After G.E. dumped toxic PCBs into the Hudson River for over 30 years, turning one of our country's great waterways into one of the most polluted, the company refused to pay for the cleanup and instead wanted the public to pay for their mess. Maurice worked to make sure GE was held accountable and today, after years of legal battles, the cleanup of the Hudson has begun and GE is paying for it.
Earlier this year when it looked like New York was going to close dozens of state parks and historic sites, Maurice called on the governor to keep those sites open and brought in the U.S. National Park Service to inform the state that park closures would put New York in noncompliance with the Land and Water Conservation Fund, jeopardizing current and future federal funding. As a result, those parks are now open and individuals and families can take advantage of free or low-cost recreational activities. Maurice is the co-author of the FRAC Act to repeal a 2005 loophole that exempts the oil and gas industry from the protections afforded by the Safe Drinking Water Act, one of our country's most important environmental laws. In addition, the FRAC Act would require drillers to publicly disclose what chemicals they inject into the ground as part of the drilling process. When Congress was debating how to respond to the BP spill in the Gulf of Mexico, Maurice took on the Democratic leadership in the House and called for stronger regulations to oversee offshore oil and gas activities, because our country cannot afford to wait for another disaster before all drilling companies are held to the highest possible environmental standards.
Prior to coming to Congress, Maurice served as Chairman of the Assembly's Committee on Environmental Conservation where he conducted a successful investigation into the causes of "Love Canal," the nation's first major toxic dumpsite, and developed landmark environmental legislation including the nation's first law to control acid rain.
Maurice has long sought greater recognition, protection, and resources for the Hudson River Valley. As a member of the New York State Assembly, Maurice authored the legislation that led to the creation of the Hudson River Valley Greenway. In Congress, he authored legislation that led to the designation of the Hudson River Valley National Heritage Area, which provides technical assistance to local communities or local managers to assist them in managing natural and historic sites of national importance.
This year, Maurice authored legislation and subsequently secured House passage of a bill that would authorize the National Park Service (NPS) to conduct a study on whether the Hudson River Valley should become a unit of the National Park system.
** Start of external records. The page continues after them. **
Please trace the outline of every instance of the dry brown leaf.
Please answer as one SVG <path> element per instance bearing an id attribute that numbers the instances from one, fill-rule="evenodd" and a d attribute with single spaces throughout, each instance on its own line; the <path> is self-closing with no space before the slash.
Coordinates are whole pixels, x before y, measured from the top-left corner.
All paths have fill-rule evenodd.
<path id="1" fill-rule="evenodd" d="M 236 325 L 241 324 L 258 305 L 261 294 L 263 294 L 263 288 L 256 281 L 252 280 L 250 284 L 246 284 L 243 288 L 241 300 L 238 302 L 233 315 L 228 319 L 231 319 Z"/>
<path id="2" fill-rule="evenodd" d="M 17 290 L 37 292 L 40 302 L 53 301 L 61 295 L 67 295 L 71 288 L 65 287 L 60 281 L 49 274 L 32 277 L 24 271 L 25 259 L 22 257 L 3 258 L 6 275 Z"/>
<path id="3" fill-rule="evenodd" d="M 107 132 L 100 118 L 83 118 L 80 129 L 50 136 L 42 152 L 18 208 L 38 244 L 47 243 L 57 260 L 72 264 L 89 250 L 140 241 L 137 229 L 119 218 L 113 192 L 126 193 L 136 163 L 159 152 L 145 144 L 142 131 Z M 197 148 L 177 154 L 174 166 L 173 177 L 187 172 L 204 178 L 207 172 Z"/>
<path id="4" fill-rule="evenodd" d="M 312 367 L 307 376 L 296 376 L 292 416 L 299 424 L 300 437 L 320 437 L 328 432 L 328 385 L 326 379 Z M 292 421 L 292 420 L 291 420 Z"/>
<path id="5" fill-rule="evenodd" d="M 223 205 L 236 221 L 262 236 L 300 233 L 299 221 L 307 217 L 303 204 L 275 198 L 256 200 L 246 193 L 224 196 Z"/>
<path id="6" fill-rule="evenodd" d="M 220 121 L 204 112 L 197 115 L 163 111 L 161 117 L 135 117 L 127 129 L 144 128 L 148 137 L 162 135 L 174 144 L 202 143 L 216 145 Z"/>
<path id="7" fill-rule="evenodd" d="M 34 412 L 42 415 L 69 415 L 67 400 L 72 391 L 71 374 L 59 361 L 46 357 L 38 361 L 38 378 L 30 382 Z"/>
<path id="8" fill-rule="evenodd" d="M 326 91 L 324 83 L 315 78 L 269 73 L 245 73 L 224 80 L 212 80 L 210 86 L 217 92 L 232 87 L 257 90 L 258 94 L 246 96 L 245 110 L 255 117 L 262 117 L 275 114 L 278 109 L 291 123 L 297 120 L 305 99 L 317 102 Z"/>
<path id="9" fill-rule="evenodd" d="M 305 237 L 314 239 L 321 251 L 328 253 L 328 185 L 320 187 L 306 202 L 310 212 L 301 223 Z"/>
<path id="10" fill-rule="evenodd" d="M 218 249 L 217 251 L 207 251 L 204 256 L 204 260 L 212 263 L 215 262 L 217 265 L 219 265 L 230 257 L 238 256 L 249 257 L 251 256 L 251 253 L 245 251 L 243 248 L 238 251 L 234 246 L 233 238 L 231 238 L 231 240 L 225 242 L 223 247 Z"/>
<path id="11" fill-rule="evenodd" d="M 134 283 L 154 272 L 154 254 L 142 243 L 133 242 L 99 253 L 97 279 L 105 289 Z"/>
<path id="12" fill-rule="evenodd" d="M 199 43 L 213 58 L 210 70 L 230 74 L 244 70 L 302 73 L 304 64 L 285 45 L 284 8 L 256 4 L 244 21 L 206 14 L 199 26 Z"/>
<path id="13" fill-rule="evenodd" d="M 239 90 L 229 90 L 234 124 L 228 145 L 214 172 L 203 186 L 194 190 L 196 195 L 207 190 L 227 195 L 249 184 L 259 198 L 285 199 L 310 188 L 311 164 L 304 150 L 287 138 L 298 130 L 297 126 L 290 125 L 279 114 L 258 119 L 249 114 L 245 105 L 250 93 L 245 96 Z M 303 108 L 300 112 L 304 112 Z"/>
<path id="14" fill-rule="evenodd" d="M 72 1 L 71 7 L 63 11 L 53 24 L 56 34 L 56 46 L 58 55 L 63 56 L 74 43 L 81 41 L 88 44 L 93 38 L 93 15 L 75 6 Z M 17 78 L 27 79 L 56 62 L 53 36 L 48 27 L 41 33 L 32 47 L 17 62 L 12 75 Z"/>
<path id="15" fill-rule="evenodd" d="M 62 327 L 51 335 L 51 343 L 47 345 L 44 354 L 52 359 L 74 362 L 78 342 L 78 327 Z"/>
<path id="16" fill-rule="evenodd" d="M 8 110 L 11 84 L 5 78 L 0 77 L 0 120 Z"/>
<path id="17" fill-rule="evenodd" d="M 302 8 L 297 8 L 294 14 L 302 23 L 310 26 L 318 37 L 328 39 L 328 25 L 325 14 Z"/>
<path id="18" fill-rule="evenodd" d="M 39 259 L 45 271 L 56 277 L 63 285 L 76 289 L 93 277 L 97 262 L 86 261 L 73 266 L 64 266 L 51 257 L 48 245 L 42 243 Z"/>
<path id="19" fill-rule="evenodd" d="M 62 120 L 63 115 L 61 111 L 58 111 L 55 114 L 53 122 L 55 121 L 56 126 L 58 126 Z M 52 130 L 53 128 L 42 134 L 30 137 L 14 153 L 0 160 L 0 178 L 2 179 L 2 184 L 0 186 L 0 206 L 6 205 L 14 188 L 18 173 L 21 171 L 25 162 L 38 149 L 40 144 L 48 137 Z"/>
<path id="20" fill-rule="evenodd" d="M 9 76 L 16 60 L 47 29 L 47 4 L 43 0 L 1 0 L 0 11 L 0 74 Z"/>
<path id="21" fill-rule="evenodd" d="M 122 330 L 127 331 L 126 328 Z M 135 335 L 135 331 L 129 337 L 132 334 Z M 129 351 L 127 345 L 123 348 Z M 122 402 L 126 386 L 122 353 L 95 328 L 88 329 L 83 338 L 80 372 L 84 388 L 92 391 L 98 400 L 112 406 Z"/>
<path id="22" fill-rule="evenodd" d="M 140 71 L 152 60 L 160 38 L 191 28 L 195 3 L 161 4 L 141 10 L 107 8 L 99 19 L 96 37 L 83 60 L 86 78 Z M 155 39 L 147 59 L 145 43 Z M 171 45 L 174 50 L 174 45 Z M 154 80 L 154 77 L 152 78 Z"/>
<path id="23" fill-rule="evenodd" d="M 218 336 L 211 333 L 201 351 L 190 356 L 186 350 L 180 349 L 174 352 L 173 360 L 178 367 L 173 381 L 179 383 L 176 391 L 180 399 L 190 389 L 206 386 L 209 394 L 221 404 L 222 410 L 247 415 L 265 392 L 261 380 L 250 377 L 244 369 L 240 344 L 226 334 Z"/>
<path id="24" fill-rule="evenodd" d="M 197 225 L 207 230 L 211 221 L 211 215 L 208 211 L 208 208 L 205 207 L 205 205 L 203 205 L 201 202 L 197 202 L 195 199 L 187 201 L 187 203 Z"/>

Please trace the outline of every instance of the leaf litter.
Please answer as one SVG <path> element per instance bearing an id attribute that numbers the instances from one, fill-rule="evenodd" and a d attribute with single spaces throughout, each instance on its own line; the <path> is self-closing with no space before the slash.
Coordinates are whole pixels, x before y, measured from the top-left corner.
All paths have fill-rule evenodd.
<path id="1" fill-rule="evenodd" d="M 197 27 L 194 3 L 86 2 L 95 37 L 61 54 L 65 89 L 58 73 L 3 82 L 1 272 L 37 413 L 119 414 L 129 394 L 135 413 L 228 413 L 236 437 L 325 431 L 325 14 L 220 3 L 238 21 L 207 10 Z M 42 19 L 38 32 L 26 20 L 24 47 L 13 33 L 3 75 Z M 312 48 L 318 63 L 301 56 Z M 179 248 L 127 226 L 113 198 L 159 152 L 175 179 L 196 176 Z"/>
That doesn't mean the region would become the next Yellowstone or anything close to it. But it does mean that as part of the National Park system, the region would see an influx of tourism, additional federal resources and increased preservation efforts that would create jobs and grow the local economy. The bill also explicitly states that any efforts to enhance the region's status must be done without infringing in any way on the rights of property owners.